キー コンテナーが削除されるしくみを論理的な削除の保護を使用した場合と使用しなかった場合で比較した図。

論理的な削除機能の詳細については、「Azure Key Vault の論理的な削除の概要」を参照してください。

論理的な削除を有効にした場合のアプリケーションの機能

キー コンテナーの名前はグローバルに一意です。 キー コンテナーに格納されているシークレットの名前も一意です。 論理的に削除された状態であるキー コンテナーやキー コンテナー オブジェクトの名前は再利用できません。

たとえば、アプリケーションのプログラムによって "Vault A" という名前のキー コンテナーが作成され、その後 "Vault A" が削除された場合、そのキー コンテナーは論理的に削除された状態に移行します。 このアプリケーションは、論理的に削除された状態のこのキー コンテナーが消去されるまでは、"Vault A" という名前の別のキー コンテナーを再作成できません。

また、アプリケーションによって "Vault A" に test key という名前のキーが作成され、その後、そのキーが削除された場合、論理的に削除された状態の test key オブジェクトが消去されるまでは、"Vault A" に test key という名前の新しいキーを作成できません。
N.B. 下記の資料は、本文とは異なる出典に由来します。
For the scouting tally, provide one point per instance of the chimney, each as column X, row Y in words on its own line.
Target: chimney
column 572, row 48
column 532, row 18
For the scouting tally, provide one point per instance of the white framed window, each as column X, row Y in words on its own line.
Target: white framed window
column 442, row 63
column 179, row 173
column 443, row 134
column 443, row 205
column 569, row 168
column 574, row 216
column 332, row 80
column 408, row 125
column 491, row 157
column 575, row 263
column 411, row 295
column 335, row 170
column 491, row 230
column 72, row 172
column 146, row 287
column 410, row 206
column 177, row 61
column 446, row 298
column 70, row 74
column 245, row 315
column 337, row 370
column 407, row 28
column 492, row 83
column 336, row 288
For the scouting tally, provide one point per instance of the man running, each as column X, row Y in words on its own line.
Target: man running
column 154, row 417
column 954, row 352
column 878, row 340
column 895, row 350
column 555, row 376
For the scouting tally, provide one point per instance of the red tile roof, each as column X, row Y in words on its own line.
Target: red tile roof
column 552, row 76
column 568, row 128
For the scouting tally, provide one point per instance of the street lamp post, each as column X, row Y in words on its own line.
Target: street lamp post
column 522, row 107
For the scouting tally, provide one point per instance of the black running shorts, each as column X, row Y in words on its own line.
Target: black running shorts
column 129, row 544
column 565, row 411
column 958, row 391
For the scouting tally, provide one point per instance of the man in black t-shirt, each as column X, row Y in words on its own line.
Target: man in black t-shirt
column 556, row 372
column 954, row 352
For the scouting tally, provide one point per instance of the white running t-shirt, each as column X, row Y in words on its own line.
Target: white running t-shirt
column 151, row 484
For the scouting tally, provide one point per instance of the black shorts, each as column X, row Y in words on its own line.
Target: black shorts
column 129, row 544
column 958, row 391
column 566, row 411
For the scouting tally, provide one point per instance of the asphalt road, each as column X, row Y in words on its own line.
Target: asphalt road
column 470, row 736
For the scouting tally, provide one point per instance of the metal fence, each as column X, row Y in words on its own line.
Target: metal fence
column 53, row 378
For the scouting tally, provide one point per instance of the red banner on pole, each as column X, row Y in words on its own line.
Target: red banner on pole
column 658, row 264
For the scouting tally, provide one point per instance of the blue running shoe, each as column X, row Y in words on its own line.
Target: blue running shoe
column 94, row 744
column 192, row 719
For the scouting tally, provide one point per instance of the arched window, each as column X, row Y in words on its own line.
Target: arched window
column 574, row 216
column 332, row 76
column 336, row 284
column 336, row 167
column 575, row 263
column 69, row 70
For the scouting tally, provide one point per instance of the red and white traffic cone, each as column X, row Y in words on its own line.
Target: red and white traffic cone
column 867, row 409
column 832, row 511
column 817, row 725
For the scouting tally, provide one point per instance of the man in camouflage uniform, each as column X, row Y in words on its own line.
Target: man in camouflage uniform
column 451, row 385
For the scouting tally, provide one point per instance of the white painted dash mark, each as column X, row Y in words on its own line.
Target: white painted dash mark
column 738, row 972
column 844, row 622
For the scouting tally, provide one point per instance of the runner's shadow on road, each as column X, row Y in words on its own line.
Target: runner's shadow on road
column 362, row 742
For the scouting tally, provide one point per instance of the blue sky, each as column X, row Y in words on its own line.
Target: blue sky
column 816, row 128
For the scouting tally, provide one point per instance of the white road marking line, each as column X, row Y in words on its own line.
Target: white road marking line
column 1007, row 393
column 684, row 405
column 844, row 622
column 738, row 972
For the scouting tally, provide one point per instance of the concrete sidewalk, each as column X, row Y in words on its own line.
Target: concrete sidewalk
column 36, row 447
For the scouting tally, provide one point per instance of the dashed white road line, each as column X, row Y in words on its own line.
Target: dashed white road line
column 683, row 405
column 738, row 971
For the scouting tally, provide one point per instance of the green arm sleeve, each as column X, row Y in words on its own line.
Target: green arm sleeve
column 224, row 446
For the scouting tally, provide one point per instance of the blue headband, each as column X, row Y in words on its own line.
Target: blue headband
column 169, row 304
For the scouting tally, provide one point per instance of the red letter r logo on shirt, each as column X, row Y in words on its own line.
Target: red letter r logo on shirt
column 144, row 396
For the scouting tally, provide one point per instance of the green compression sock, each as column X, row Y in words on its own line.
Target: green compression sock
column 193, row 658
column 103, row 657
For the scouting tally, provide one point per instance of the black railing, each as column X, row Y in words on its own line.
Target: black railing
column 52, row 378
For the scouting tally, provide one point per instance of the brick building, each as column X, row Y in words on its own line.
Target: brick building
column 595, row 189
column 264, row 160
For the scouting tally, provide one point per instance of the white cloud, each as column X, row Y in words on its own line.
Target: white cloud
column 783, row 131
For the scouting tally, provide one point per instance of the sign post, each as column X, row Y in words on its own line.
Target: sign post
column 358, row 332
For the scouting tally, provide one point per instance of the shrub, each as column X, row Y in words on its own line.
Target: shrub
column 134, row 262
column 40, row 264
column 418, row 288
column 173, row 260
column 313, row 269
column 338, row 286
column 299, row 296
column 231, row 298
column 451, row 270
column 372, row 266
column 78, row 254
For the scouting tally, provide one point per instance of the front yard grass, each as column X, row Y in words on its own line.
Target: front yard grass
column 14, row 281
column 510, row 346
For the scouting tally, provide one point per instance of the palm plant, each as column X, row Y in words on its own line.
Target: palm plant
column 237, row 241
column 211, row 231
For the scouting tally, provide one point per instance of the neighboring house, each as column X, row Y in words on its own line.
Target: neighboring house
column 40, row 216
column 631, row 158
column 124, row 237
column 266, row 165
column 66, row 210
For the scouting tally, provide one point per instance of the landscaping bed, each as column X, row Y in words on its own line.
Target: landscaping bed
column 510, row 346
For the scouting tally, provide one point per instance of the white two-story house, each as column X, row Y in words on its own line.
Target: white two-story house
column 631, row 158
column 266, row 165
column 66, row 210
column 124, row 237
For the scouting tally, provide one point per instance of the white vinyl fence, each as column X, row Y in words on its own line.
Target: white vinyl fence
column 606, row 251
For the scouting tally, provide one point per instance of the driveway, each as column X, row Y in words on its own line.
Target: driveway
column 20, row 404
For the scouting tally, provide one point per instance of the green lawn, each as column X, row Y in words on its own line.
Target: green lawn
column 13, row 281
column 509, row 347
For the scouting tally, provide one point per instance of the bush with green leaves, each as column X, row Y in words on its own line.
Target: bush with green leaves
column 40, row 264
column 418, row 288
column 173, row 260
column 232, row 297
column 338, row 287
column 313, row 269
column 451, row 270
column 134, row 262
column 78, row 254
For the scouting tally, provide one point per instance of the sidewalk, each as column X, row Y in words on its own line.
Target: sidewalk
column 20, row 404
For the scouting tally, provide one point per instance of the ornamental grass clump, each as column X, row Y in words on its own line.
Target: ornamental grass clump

キー コンテナー オブジェクトを削除し、論理的に削除された状態から先に消去せずに同じ名前で再作成しようとすると、競合エラーが発生する可能性があります。 これらのエラーが原因で、アプリケーションまたはオートメーションで障害が発生する可能性があります。 次に示す、必要なアプリケーションと管理の変更を行う前に、開発チームに相談してください。

アプリケーションの変更

お使いのアプリケーションで、論理的な削除が有効になっておらず、削除されたシークレットまたはキー コンテナーの名前を即時に再利用できることが想定されている場合は、アプリケーション ロジックに次の変更を行う必要があります。

  1. 元のキー コンテナーまたはシークレットを削除します。
  2. 論理的に削除された状態のキー コンテナーまたはシークレットを消去します。
  3. 消去が完了するまで待ちます。 すぐに再作成すると、競合が発生する可能性があります。
  4. 同じ名前でキー コンテナーを再作成します。
  5. 作成操作で名前の競合エラーが引き続き発生する場合は、もう一度キー コンテナーの再作成を試してください。 最悪のシナリオでは、Azure DNS レコードが更新されるまでに最大で 10 分かかることがあります。

管理の変更

シークレットを完全に削除するためのアクセス権が必要なセキュリティ プリンシパルには、それらのシークレットとキー コンテナーを消去するための追加のアクセス ポリシー アクセス許可を付与する必要があります。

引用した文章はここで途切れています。